In large conduit arteries, the radial transfer of EDH from the activated endothelial cells to underlying smooth muscle cells could be the result of a paracrine EDHF such as a cytochrome P450-dependent EET (Campbell et al. 1996; Fisslthaler et al. 1999), K+ (Edwards et al. 1998) or H2O2 (Matoba et al. 2000). We have previously shown in large bovine coronary arteries that non-NO, non-prostanoid-dependent relaxations are unlikely to be due to cytochrome P450 (Drummond et al. 2000). In the present study, we have additional evidence which indicates that the EDH-dependent remote responses in pig coronary arteries are also unlikely to be due to cytochrome P450-derived metabolites of arachidonic acid, as these responses were unaffected by sulphaphenazole (Fisslthaler et al. 1999). It is also unlikely that EDH-dependent responses are due to K+ ion in large coronary arteries (Drummond et al. 2000). An alternative possibility for the radial transfer of EDH from endothelium to smooth muscle is by electrotonic conduction of current via myoendothelial gap junctions (Cohen 2005; Griffith 2004).
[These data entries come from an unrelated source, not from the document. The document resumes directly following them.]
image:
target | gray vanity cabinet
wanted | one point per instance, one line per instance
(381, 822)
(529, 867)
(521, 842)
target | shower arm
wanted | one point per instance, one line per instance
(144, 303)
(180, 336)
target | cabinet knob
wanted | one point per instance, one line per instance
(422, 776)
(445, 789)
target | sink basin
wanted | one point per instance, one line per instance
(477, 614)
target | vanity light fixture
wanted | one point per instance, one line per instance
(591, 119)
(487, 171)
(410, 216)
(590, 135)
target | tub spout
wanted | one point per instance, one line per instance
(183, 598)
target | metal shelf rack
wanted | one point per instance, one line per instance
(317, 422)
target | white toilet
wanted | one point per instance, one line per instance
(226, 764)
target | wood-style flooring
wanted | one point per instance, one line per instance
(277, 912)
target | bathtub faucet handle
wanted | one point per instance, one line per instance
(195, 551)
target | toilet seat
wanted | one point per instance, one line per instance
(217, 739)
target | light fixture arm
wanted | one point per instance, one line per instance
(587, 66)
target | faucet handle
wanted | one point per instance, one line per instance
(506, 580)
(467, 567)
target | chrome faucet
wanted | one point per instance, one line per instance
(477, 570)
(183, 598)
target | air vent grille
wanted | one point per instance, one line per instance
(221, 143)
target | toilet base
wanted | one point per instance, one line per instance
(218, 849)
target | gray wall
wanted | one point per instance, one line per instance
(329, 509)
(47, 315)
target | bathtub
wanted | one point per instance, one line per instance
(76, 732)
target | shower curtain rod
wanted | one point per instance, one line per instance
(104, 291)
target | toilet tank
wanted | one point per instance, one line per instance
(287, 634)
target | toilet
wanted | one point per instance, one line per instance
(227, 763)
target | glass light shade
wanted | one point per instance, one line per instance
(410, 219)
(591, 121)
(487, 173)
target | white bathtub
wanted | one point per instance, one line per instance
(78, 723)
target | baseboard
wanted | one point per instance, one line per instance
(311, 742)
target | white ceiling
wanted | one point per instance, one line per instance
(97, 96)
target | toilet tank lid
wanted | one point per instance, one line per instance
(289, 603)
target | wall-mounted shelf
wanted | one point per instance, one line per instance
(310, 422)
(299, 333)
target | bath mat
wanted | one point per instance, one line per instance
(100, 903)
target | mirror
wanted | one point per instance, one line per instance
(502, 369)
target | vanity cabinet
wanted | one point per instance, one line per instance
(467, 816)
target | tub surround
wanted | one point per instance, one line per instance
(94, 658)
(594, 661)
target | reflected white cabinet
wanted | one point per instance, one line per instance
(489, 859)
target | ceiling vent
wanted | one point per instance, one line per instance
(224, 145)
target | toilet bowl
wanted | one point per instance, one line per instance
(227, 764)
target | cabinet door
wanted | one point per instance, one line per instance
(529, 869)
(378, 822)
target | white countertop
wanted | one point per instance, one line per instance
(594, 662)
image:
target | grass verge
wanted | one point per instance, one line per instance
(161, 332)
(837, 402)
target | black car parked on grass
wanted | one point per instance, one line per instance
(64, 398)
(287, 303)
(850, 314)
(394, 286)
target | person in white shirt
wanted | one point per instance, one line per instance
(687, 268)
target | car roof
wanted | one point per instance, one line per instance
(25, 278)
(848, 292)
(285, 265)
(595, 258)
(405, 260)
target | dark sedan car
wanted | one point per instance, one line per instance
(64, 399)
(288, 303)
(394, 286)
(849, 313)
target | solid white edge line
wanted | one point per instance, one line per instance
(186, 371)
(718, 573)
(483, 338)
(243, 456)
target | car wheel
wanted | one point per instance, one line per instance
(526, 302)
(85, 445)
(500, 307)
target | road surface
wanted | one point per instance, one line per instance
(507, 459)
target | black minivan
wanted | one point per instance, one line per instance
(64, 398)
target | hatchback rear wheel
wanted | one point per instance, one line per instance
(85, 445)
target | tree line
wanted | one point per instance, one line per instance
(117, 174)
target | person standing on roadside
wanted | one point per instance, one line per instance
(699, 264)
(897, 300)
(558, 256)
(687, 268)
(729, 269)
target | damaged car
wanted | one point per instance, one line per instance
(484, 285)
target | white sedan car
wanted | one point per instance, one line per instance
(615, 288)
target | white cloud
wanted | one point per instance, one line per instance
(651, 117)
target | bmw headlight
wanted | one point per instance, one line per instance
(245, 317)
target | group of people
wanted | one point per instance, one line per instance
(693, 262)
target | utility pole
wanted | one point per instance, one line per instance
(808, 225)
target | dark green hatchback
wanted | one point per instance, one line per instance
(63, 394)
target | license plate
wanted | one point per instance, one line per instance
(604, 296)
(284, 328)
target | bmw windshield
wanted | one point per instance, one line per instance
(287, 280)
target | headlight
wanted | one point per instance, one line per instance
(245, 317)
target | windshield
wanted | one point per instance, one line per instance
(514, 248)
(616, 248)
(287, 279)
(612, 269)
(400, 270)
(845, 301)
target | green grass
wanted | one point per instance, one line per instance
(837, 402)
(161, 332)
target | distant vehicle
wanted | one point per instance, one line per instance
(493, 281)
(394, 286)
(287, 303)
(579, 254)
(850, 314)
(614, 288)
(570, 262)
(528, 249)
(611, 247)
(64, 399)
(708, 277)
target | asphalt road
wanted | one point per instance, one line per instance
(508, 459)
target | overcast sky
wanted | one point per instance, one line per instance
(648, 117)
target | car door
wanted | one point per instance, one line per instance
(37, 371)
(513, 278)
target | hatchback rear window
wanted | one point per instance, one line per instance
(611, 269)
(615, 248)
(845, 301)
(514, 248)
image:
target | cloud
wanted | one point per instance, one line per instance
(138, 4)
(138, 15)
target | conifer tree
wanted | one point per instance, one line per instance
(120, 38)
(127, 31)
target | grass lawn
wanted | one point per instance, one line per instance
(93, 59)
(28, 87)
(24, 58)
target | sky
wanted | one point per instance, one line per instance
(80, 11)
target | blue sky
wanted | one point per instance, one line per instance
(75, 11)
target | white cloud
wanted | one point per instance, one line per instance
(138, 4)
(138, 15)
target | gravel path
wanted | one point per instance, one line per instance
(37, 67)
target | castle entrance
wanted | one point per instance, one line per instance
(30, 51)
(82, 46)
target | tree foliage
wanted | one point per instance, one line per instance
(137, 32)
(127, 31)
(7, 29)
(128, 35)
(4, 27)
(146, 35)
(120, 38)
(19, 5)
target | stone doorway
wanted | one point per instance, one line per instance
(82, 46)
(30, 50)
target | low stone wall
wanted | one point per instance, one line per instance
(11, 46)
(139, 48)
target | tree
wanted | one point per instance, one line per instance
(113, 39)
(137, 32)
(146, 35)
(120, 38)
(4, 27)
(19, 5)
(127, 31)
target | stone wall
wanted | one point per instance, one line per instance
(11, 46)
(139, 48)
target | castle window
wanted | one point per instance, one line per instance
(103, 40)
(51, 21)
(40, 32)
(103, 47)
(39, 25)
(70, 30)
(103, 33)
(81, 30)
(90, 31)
In conclusion, our studies, together with several previous reports, suggest that electrotonic EDH can signal both longitudinally and circumferentially to remote endothelial cells and smooth muscle cells, respectively. These electrical properties would endow large muscular arteries with a remarkable capacity to maintain constant flow when endothelium-derived NO is compromised during vascular inflammation and oxidative stress.